何もないかもしれなくても、実際何もなくても、それはそっちの方がいいことだし。ただ、心配なことを話してくれたら俺が安心なんだ。それに普通の話だっていくらでもしたいから。嫌いになんてならないから絶対」
その言葉の優しさがまた咲良を泣かせた。顔を見られたくなくてうつむいたのが彼には効いてしまったらしい。
「ああごめんちょっと待って泣かせたかったんじゃなくて……」
珍しく慌てている姿に泣きながら少し笑ってしまって、それを見て彼も安心したようだった。
こんな優しい人が隣にいてくれてるんだ。私のことを守りに来てくれたんだ。私この人がいたらあんな人もう怖くない。怖いことがあったんだから少しくらい甘えても、いいかな。
そう思って少し彼にすり寄った。広い肩に頭を預けようとするとコップを置いてそれを許してくれて、その手が代わりに頭の上に乗った。
優しくその手が頭の上を行ったり来たりする。気持ちいい、もっと。そう思ってすり寄ったのが伝わったらしくて隣の人は少し嬉しそうに笑った。
すり寄ったときに分かった。多分香水じゃない、でも近寄れば分かる。昨日と同じ香り。
思えばこの前会ったばっかりで、昨日ちゃんとした恋人になったばっかりなんだ。それなのにもう私この人に全てを預けても良いって思える。
前付き合っていた人だって素敵な人だったけど、それとはまた別格になるくらい、それくらい彼のことが好き。
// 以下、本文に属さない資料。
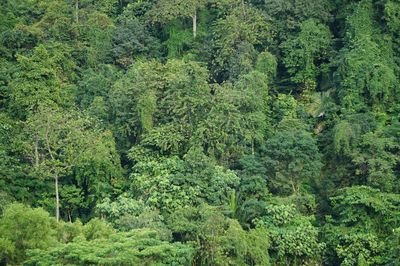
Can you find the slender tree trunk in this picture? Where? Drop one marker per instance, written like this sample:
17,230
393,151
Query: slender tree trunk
76,11
57,199
36,152
194,18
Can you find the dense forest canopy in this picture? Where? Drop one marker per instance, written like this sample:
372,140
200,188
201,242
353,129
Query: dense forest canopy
200,132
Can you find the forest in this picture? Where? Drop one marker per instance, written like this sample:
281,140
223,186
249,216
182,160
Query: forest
200,132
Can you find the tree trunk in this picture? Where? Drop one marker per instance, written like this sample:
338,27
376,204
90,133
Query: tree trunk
76,11
57,199
36,152
194,18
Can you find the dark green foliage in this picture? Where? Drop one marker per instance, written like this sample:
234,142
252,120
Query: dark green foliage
199,132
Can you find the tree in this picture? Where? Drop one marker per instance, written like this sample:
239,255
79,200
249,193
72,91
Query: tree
292,158
167,10
58,146
294,239
41,78
303,52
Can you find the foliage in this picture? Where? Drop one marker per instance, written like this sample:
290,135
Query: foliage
199,132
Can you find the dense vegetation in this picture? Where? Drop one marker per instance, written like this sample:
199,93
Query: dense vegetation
200,132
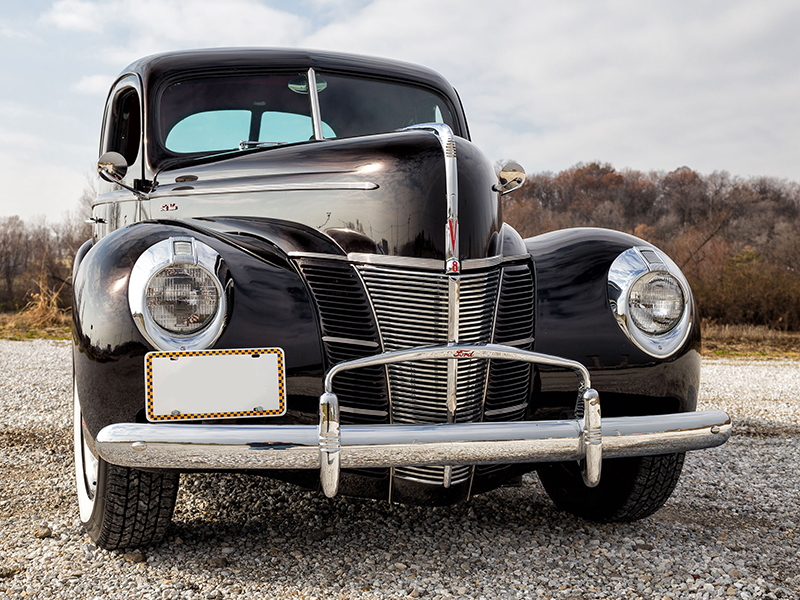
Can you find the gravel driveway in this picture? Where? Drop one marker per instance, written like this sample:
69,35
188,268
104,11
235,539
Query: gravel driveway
730,529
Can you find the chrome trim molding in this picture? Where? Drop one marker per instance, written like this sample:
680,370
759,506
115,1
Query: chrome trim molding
152,260
451,232
299,186
427,264
319,255
625,270
313,94
331,338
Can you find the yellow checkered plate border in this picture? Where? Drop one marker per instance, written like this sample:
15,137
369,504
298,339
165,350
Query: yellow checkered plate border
152,356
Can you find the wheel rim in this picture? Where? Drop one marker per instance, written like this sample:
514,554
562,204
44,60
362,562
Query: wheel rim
86,465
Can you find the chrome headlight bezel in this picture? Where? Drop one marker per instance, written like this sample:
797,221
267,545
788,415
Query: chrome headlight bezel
629,268
175,251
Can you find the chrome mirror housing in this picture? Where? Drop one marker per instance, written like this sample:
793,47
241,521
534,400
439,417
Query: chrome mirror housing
112,167
511,177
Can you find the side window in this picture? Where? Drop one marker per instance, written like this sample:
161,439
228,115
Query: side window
125,125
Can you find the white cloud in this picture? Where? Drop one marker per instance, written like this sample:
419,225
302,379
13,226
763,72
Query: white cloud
76,15
15,34
713,85
93,84
29,187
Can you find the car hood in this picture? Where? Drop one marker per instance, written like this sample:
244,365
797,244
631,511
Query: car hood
381,194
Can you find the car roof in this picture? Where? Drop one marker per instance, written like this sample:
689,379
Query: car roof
159,66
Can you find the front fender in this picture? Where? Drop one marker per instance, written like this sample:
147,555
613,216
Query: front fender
269,307
574,320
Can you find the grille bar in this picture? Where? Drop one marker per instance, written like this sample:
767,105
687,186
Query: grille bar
412,309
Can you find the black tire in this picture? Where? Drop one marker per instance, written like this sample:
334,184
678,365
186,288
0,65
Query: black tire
630,488
121,507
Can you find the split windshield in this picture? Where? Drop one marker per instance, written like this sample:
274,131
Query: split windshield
218,113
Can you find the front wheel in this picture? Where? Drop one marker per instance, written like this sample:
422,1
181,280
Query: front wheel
630,488
120,507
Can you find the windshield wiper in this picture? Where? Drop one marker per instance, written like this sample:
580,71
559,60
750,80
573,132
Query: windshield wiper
245,144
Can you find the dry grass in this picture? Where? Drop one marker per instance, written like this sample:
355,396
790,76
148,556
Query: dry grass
41,317
733,340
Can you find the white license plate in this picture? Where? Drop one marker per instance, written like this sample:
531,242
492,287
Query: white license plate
215,384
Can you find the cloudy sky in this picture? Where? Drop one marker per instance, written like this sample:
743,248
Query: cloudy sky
713,85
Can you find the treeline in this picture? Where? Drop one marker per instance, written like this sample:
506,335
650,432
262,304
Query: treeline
737,240
36,257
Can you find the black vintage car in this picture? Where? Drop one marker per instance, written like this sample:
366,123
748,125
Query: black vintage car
299,267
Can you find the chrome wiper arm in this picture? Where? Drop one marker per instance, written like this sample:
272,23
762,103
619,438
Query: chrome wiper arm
245,144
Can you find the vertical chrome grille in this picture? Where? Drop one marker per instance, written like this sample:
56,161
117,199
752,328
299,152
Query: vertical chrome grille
348,332
508,387
412,310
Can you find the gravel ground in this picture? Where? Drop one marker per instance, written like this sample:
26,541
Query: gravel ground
730,529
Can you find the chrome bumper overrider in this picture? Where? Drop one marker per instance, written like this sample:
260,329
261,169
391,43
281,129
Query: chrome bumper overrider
331,447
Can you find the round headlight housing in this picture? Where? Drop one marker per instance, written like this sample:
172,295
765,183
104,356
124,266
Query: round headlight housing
182,298
651,300
176,295
656,302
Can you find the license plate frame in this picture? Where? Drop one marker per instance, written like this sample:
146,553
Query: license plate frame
215,384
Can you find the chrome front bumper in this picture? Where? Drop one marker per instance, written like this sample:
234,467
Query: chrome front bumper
331,447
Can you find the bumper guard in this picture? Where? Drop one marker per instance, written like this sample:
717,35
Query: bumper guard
331,447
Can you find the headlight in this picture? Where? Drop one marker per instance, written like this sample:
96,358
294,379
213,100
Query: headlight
175,294
651,300
656,302
182,298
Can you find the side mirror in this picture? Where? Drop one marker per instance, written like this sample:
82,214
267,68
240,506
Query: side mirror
112,167
511,177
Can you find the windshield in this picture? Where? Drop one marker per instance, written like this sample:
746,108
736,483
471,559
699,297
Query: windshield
219,113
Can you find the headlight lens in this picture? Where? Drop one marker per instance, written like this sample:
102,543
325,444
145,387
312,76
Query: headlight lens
182,298
656,302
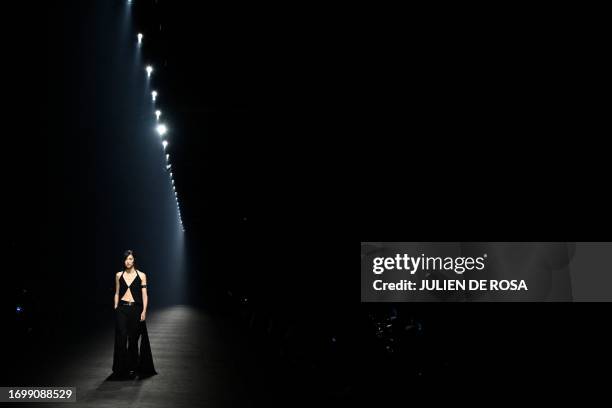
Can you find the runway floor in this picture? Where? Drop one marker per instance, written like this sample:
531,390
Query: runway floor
197,363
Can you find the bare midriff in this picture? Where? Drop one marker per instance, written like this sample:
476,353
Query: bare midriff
128,293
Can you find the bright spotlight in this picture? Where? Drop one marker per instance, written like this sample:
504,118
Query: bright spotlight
161,129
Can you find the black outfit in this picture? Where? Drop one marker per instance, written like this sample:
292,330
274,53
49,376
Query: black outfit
130,360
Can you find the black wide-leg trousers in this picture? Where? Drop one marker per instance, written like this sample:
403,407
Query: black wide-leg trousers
130,355
127,321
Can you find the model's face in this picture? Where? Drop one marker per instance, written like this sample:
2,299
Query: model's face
129,261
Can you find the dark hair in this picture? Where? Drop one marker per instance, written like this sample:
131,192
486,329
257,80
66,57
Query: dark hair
126,254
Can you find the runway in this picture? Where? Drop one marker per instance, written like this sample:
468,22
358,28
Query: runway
197,363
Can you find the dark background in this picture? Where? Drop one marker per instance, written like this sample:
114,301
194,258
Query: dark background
293,135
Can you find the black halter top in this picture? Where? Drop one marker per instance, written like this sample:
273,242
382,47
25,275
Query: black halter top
135,287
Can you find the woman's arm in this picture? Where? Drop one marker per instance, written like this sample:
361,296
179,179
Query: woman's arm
145,297
116,297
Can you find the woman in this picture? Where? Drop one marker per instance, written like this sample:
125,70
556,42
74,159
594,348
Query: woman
131,302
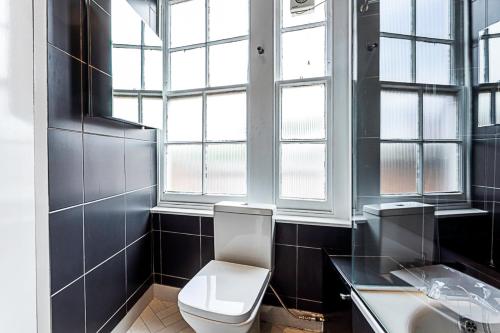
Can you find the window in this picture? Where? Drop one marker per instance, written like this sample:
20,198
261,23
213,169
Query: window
137,55
248,125
421,99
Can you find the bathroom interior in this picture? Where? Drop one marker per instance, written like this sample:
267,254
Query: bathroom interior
227,166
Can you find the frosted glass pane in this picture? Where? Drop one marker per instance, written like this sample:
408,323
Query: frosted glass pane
311,16
303,171
184,119
226,167
398,115
396,16
441,171
153,70
433,63
126,69
184,168
228,64
303,53
125,24
228,13
303,112
152,112
126,108
187,23
440,117
395,60
484,109
433,18
227,116
398,168
187,69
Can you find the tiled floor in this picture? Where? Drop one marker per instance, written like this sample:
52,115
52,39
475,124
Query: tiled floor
164,317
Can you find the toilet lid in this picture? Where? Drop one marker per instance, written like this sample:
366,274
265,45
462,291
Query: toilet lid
224,291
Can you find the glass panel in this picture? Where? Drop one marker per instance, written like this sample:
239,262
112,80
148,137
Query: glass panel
441,171
184,119
228,64
311,16
184,168
396,16
228,13
153,70
395,60
187,23
126,69
440,117
303,112
187,69
125,24
398,168
433,18
303,53
484,109
226,169
303,171
126,108
398,115
433,63
226,116
152,112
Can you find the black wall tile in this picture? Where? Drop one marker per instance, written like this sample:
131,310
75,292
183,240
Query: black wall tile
66,247
104,167
63,26
64,91
104,230
138,205
65,169
105,291
68,309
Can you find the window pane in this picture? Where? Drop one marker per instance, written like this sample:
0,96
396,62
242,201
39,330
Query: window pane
184,119
398,168
395,60
303,112
303,53
126,69
228,13
398,115
187,69
153,70
226,116
433,18
125,23
226,169
484,109
228,63
396,16
187,23
433,63
184,168
289,19
126,108
441,171
303,171
152,112
440,117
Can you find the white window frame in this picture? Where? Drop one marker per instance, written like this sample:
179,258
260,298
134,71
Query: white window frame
263,116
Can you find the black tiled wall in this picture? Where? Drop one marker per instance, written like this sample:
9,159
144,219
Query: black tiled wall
102,180
184,244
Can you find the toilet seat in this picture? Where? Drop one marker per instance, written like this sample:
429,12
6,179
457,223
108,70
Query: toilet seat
224,292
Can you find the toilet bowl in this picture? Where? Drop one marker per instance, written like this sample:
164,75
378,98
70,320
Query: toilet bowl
226,294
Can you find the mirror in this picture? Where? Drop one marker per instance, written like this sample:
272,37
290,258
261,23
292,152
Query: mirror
137,68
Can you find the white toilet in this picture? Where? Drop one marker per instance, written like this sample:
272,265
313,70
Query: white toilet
225,295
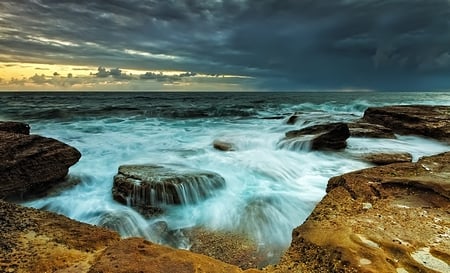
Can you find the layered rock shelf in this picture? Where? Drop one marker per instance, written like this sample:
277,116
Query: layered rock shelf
319,137
391,218
31,163
151,187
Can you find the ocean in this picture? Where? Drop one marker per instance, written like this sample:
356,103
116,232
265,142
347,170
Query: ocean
269,190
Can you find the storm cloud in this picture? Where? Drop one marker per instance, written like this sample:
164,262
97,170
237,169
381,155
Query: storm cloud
283,45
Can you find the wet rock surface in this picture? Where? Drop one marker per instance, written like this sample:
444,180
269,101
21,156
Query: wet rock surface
32,163
151,187
429,121
222,145
387,158
390,218
37,241
15,127
364,129
331,136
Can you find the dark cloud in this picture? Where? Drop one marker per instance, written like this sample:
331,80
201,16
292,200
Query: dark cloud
289,44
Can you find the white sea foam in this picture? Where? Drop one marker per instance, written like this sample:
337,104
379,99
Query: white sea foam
268,192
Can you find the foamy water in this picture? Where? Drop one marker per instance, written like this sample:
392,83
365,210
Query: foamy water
269,191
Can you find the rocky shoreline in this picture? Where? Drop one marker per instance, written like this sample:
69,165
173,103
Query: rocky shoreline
391,218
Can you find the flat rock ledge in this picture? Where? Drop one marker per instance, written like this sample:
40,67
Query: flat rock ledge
150,188
429,121
37,241
30,164
392,218
332,136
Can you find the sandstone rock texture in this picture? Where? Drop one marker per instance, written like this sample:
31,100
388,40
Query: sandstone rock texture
37,241
331,136
364,129
392,218
151,187
31,163
224,145
388,158
429,121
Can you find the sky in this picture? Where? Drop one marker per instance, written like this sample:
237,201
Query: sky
233,45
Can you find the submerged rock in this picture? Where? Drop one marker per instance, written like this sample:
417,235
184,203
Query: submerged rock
364,129
224,145
388,158
404,229
149,188
30,163
429,121
318,137
15,127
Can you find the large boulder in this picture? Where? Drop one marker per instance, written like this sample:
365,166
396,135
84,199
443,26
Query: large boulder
391,218
37,241
425,120
150,188
30,163
331,136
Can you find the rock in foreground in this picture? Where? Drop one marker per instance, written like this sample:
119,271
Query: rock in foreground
319,137
391,218
388,158
151,187
32,163
37,241
429,121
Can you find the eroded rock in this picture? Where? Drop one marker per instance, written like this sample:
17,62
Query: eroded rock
30,163
388,158
149,188
405,227
15,127
364,129
425,120
318,137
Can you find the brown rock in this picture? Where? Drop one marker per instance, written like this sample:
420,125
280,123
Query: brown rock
388,158
429,121
138,255
223,145
318,137
151,187
392,218
32,163
37,241
363,129
15,127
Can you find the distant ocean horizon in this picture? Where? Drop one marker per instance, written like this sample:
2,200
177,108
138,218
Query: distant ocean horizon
269,189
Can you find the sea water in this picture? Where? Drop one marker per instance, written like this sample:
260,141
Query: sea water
269,191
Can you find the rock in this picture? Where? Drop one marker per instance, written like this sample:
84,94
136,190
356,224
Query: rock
292,119
363,129
223,145
37,241
15,127
139,255
388,158
429,121
30,163
318,137
229,247
152,187
405,230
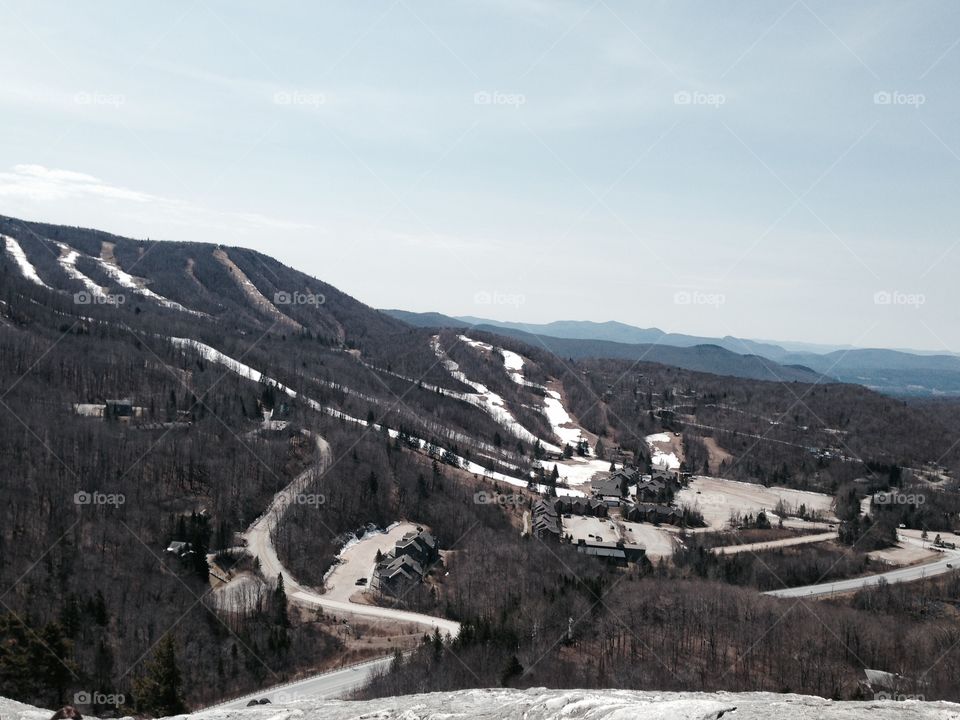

「待って、ちょっとこれ以上するともっと好きになっちゃいそう。抑え効かなくなる」
そんなの私からしたらご褒美でしかない。座っていても一回り背が高い彼を見上げて言った。
「そうなってほしい。私、会ってない時間も今もどんどん好きになってるから。なんか、もう全部預けてもいいやって思えるくらいなの」
「こら、そういうこと言わないの。何もしないって誓ってここに来たんだから。……それにまだ手、震えてる。怖いんでしょ。ほら手こっち」
そう言って自分の手が一回り大きい手に包まれた。
「……頭も撫でて欲しいのに」こんなこと言うのなんて私らしくない。らしくなさ過ぎる。彼は少し困ったような嬉しそうなような、なんとも言えない顔をした。
「俺には手が二本しかないからこっちでちょっと我慢して、先に震えてるのどうにかしたいから」
そう言って手の震えが止まるまで手を握っていてくれた。